- Promotional poster used for guerrilla marketing campaign
- Written by: Jim Byrnes
- Directed by: Armand Mastroianni
- Starring: Luke Perry; C. Thomas Howell; Kim Coates; Jaclyn DeSantis;
- Theme music composer: Nathan Furst
- Country of origin: United States
- Original language: English

Production
- Producer: Larry Levinson
- Cinematography: James W. Wrenn
- Editor: Colleen Halsey
- Running time: 79 minutes

Original release
- Network: Hallmark Channel
- Release: July 5, 2008

= A Gunfighter's Pledge =

2008 TV film

A Gunfighter's Pledge is a 2008 American Western television film starring Luke Perry.
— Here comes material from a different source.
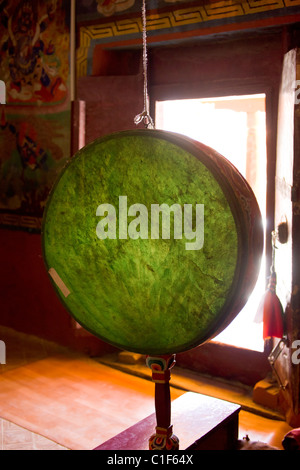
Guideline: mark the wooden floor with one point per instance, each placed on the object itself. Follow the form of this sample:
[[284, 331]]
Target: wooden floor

The film premiered on Hallmark Channel in July 2008. It was filmed at Big Sky Ranch in Simi Valley, California. The film was released on DVD as The Pledge, which had been the original working title.

==Plot==
Ex-lawman Matt Austin (Luke Perry) accidentally kills an innocent man (Alex Paez) while hunting an outlaw who killed his family. He pledges to the dying man that he will take his body to his sister Amaya (Jaclyn DeSantis). Austin wrestles with the idea of telling her he caused the death, but is faced with bigger battles once at the farm. There he gets involved with land baron Horn (C. Thomas Howell), who is trying to take Amaya's land. Their lives are more intertwined than he thought, when he takes on Horn and discovers that Horn has hired the man he was looking for all along.

==Cast==
- Luke Perry as Matt Austin
- C. Thomas Howell as Horn
- Kim Coates as Tate
- Jaclyn DeSantis as Amaya
- Francesco Quinn as Sheriff
- Jorge-Luis Pallo as Samuel
- Wyatt Smith as Billy
- Nicholas Guest as Vaughn
- Alex Paez as Eddie
- Johann Urb as Lars Anderson
- Daniel Wisler as Hank
- James Keane as Preacher
- Chip Sickler as Hogan
- Jeffrey Markle as Bartender
- Lisa Brenner as Gail Austin
- Franc Ross as Sheriff
- Bob Ross as Town Resident
- Jordan Timsit as Jacob Austin
- Miranda Cunha as Fellini Prostitute
- Laci Greenfield as Suzy
- Laura Molina as Saloon Girl

==Promotion==
Hallmark Channel employed guerilla marketing tactics to promote the movie. The network dispatched 20 cowboys each day from June 30 through July 2 in various places, including Times Square and Rockefeller Plaza in New York City, and Venice Beach and the Santa Monica Pier in Los Angeles. Over the three days, the cowboys engaged onlookers in showdowns and deputized locals with sheriff's badges featuring tune-in information for the film. Flypostings in the form of Old west-style wanted posters featuring an ink-block likeness of Luke Perry's character, Matt Austin, and the phrase, "a sheriff with nothing to lose" were also put up around the cities.

==Reception==
When A Gunfighter's Pledge premiered on Hallmark Channel, it scored a 2.3 household rating with over 1.9 million homes. It ranked as the second-highest-rated Prime Time telecast of the day and the second-highest-rated ad-supported cable movie of the week. The movie also boosted the network to rank third in Prime Time on the day of its premiere with a 1.9 household rating. It also ranked in the top 10 during the time period among key demo ratings and delivery.